You are viewing a plain text version of this content. The canonical link for it is here.
Posted to issues@spark.apache.org by "Erik Krogen (Jira)" <ji...@apache.org> on 2022/08/24 00:10:00 UTC
[jira] [Created] (SPARK-40199) Spark throws NPE without useful message when NULL value appears in non-null schema

Erik Krogen created SPARK-40199:
-----------------------------------

             Summary: Spark throws NPE without useful message when NULL value appears in non-null schema
                 Key: SPARK-40199
                 URL: https://issues.apache.org/jira/browse/SPARK-40199
             Project: Spark
          Issue Type: Improvement
          Components: SQL
    Affects Versions: 3.2.2
            Reporter: Erik Krogen


Currently in some cases, if Spark encounters a NULL value where the schema indicates that the column/field should be non-null, it will throw a {{NullPointerException}} with no message and thus no way to debug further. This can happen, for example, if you have a UDF which is erroneously marked as {{asNonNullable()}}, or if you read input data where the actual values don't match the schema (which could happen e.g. with Avro if the reader provides a schema declaring non-null although the data was written with null values).

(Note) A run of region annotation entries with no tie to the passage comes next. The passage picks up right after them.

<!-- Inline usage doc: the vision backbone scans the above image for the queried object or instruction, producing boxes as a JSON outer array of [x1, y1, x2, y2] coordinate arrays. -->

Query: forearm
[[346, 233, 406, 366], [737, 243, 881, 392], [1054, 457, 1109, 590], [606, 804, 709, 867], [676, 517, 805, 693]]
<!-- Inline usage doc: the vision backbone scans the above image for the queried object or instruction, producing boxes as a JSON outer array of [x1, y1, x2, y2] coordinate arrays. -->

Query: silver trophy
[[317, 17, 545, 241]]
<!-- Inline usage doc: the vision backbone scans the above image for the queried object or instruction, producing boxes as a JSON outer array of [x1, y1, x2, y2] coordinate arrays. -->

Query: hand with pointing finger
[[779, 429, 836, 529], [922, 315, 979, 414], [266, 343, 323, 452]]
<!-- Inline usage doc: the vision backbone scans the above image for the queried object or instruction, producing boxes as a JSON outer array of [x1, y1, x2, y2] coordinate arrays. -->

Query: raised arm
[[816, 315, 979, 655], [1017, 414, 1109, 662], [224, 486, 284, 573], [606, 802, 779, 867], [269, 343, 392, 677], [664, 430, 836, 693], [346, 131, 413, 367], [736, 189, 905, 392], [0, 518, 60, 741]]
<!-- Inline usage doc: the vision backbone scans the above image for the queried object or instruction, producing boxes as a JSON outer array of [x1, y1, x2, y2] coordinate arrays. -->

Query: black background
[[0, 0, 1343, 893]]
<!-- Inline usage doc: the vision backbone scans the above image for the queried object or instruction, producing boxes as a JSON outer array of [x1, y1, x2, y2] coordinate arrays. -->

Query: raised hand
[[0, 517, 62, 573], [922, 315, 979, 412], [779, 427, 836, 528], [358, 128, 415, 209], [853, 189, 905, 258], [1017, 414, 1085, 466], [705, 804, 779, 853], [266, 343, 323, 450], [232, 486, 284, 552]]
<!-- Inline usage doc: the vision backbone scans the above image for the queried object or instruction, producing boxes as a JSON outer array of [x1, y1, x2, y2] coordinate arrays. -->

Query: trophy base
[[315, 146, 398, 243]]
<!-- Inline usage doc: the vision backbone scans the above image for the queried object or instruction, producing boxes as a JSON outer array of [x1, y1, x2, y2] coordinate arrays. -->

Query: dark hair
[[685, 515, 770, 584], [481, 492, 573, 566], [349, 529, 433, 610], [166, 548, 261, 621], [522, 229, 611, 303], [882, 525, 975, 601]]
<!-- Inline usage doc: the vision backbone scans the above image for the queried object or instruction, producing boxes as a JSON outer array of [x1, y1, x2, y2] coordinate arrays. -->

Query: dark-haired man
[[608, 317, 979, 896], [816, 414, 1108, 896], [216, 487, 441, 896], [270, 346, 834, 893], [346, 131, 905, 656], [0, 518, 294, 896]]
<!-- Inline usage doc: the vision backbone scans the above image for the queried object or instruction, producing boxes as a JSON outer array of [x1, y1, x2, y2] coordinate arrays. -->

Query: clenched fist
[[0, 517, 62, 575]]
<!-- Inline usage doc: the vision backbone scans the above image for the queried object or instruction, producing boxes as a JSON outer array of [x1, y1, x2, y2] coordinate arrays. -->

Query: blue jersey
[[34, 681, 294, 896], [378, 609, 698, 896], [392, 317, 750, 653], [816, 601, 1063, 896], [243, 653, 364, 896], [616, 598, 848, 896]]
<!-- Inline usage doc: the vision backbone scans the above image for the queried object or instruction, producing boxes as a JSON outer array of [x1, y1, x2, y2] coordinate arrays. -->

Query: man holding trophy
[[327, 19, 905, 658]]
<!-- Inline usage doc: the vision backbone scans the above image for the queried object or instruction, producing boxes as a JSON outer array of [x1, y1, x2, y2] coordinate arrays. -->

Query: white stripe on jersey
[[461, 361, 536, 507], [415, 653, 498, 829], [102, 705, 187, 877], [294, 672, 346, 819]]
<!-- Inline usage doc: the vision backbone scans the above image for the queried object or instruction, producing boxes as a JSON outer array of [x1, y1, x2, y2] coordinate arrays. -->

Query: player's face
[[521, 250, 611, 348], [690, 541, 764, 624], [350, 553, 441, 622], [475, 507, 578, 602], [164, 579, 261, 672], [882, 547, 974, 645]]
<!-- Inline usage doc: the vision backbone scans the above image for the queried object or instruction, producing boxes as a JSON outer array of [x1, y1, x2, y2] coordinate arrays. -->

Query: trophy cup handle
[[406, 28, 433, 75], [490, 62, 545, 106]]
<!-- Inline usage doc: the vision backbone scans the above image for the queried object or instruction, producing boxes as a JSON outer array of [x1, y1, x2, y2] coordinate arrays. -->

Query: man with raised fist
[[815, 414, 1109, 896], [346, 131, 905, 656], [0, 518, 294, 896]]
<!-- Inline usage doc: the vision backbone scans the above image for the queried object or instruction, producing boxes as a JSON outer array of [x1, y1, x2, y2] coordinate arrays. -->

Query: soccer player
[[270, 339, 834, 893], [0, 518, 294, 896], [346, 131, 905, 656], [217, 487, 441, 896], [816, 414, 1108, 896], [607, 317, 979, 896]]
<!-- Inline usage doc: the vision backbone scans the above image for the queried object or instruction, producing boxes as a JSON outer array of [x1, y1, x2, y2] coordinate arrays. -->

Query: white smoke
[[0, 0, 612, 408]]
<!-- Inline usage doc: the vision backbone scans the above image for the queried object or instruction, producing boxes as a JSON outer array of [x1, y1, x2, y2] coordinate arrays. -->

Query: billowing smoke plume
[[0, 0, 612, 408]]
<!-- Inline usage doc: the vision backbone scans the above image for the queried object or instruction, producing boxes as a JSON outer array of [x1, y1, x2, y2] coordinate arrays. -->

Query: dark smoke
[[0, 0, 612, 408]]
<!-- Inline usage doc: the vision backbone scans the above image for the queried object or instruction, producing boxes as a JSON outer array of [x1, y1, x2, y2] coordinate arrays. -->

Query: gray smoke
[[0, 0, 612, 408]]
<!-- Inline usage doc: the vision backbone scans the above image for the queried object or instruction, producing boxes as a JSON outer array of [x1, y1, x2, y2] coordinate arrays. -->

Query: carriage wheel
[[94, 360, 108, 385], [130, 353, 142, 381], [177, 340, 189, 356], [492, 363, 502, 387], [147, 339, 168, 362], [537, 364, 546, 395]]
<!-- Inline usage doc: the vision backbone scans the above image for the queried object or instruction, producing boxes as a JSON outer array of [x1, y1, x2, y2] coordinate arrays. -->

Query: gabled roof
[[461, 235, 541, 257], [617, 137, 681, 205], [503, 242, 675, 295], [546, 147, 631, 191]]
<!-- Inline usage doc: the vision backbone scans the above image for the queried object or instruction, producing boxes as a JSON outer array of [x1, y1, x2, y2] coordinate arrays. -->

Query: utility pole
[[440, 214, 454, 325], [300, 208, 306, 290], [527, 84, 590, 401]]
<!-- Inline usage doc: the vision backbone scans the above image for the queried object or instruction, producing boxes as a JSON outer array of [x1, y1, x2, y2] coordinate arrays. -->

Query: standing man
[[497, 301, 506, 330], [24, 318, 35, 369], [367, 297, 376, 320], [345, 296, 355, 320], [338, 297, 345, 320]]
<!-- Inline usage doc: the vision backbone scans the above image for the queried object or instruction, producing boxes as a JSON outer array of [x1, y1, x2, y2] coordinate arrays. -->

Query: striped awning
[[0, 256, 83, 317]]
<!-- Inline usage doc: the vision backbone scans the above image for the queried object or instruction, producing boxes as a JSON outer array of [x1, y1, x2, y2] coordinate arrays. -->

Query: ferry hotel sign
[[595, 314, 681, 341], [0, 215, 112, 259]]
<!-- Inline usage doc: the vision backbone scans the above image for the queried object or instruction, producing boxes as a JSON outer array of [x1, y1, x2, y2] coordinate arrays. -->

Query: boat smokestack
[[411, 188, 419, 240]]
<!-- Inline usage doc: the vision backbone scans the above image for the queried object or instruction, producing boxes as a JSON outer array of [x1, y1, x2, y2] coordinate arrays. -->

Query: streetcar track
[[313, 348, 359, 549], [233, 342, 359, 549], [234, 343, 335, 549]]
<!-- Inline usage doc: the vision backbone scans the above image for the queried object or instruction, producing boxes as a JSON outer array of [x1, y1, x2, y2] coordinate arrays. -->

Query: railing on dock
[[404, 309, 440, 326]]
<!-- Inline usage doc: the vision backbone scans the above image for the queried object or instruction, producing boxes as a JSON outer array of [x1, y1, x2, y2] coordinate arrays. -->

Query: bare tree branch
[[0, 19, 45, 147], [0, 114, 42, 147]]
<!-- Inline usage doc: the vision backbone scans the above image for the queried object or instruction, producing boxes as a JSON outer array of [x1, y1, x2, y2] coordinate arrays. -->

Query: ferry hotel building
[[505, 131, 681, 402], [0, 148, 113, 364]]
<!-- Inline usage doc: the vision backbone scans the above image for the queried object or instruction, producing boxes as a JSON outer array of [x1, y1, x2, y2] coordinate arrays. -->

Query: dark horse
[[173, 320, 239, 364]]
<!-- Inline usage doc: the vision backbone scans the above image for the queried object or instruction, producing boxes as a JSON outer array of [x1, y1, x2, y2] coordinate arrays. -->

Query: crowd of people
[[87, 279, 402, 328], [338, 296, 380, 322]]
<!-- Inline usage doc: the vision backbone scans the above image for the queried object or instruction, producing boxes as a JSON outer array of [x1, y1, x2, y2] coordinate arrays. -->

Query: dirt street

As an example of how to reproduce:
{code:scala}
    val badUDF = spark.udf.register[String, Int]("bad_udf", in => null).asNonNullable()
    Seq(1, 2).toDF("c1").select(badUDF($"c1")).collect()
{code}

This throws an exception like:
{code}
Driver stacktrace:
org.apache.spark.SparkException: Job aborted due to stage failure: Task 1 in stage 0.0 failed 1 times, most recent failure: Lost task 1.0 in stage 0.0 (TID 1) (xxxxxxxxxx executor driver): java.lang.NullPointerException
	at org.apache.spark.sql.catalyst.expressions.codegen.UnsafeWriter.write(UnsafeWriter.java:110)
	at org.apache.spark.sql.catalyst.expressions.GeneratedClass$GeneratedIteratorForCodegenStage1.processNext(Unknown Source)
	at org.apache.spark.sql.execution.BufferedRowIterator.hasNext(BufferedRowIterator.java:43)
	at org.apache.spark.sql.execution.WholeStageCodegenExec$$anon$1.hasNext(WholeStageCodegenExec.scala:760)
	at org.apache.spark.sql.execution.SparkPlan.$anonfun$getByteArrayRdd$1(SparkPlan.scala:364)
	at org.apache.spark.rdd.RDD.$anonfun$mapPartitionsInternal$2(RDD.scala:890)
	at org.apache.spark.rdd.RDD.$anonfun$mapPartitionsInternal$2$adapted(RDD.scala:890)
	at org.apache.spark.rdd.MapPartitionsRDD.compute(MapPartitionsRDD.scala:52)
	at org.apache.spark.rdd.RDD.computeOrReadCheckpoint(RDD.scala:365)
	at org.apache.spark.rdd.RDD.iterator(RDD.scala:329)
	at org.apache.spark.scheduler.ResultTask.runTask(ResultTask.scala:92)
	at org.apache.spark.scheduler.Task.run(Task.scala:139)
	at org.apache.spark.executor.Executor$TaskRunner.$anonfun$run$3(Executor.scala:548)
	at org.apache.spark.util.Utils$.tryWithSafeFinally(Utils.scala:1490)
	at org.apache.spark.executor.Executor$TaskRunner.run(Executor.scala:551)
	at java.util.concurrent.ThreadPoolExecutor.runWorker(ThreadPoolExecutor.java:1149)
	at java.util.concurrent.ThreadPoolExecutor$Worker.run(ThreadPoolExecutor.java:624)
	at java.lang.Thread.run(Thread.java:748)
{code}

As a user, it is very confusing -- it looks like there is a bug in Spark. We have had many users report such problems, and though we can guide them to a schema-data mismatch, there is no indication of what field might contain the bad values, so a laborious data exploration process is required to find and remedy it.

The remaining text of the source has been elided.